The “normal” workplace has changed and the hybrid work environment is here to stay. A 2021 Microsoft survey showed that 73% of employees want flexible remote work options, while 67% want more in-person time with their teams. Employees are looking for the flexibility to work remotely and be in person as needed, the definition of the hybrid workplace. If you are like many business leaders around the country, a hybrid work model seems like the most fitting solution to adapt to the changing times and to help attract and retain hard to find employees. The potential cost savings on office space paired with the flexibility your team members are craving seem like valid perks, but what about the bad habits your team may have picked up during remote working? Are your team members posing serious security risks to your organization?
According to Tessian’s Back to Work Security Behaviors report, over a third (36%) of employees picked up bad cybersecurity behaviors while working from home and found cybersecurity “workarounds.” Nearly a third of employees (30%) also believe they can get away with riskier security behaviors when working remotely, with two in five (39%) admitting the cybersecurity behaviors they practice while working from home are different to the behaviors practiced in the office.
3 Tech Tips for a Secure Hybrid Work Environment
So how do you keep your team secure while adapting to the changing times? Here are 3 tips for a secure hybrid work environment.
The hybrid work model brings access and control questions. At any point, you could simultaneously have employees working from your office, their home, or any remote spot with an internet connection. They are not constrained by a location, which is great for morale but complicates IT access. From an administrative perspective, it’s key to use a combination of training and access controls.
The first line of defense involves strengthening password requirements and mandating credential changes frequently. We recommend requiring passwords to be changed every 60 days. We also recommend requiring the use of a password management tool and implementing multifactor authentication to access every application, all corporate data and every communication system. These measures make it harder for hackers to leverage stolen credentials, which often result in phishing schemes or ransomware problems.
Access controls should also be given based on roles. Do not give “all-access” by default, but instead review job roles and assign based on necessary access. Should the digital marketing agency or marketing manager have access to the company’s financial records? Does the administrative team need to review proprietary development information? Matching access to roles reduces exposure points, especially for remote workers that might go outside of approved methods to pull corporate content.
Stop Shadow IT
As an organization, you have invested heavily in tools and technology to increase efficiency within your organization. However, in a quick move to remote work, many employees may have developed their own ‘workaround’ methods to remain efficient. Using WhatsApp to chat with employees, or starting their own Google Docs account to collaborate with vendors – sound familiar?
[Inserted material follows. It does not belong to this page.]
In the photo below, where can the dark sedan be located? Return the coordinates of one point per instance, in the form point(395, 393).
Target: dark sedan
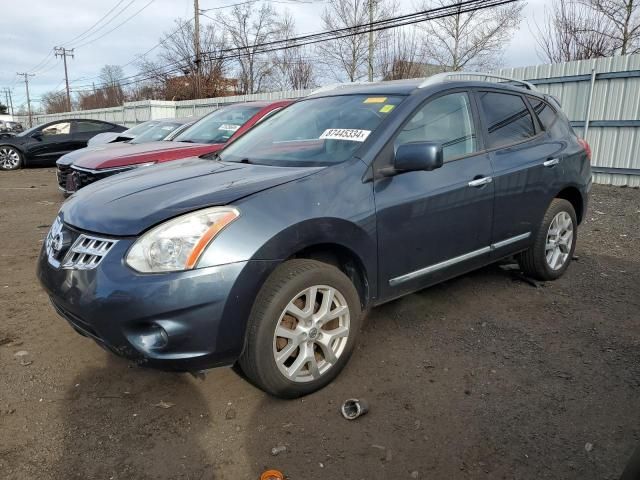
point(44, 144)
These programs are likely falling outside of the IT team’s approved list of programs and actions. They are engaging in “shadow IT”, the use of unauthorized software and hardware tools that can expose network vulnerability.
With a remote workforce, there’s much less IT visibility into an employee’s actions. The worker might use a secure corporate connection to access files, but then talk to a fellow employee through Instagram instead of the approved chat tool. Organizations need policies and controls in place that monitor and restrict certain activities. Making the approved list of software and hardware tools accessible to everyone is key followed by education on the risks associated with “shadow IT”.
Your quarterly training plan needs to include simulated phishing attempts and education on how to spot malicious email attacks. The hybrid work environment model also needs to include training around BYOD (Bring Your Own Devices) policies. Can your employees set up their personal laptops at home and remote into your network? How do personal cell phones interact with the company network and email? Does everyone need corporate-provided devices? Training should also cover the usage of thumb drives, what to do if a device is lost or stolen, the dangers of unsecured Wi-Fi, and other similar topics.
The pandemic accelerated the hybrid work model and along with it, security concerns. As organizations continue to adapt and transition, it is critical to fortify remote employee security. Consult your IT team today to see what initiatives you have in place to combat the risks a hybrid working model can present.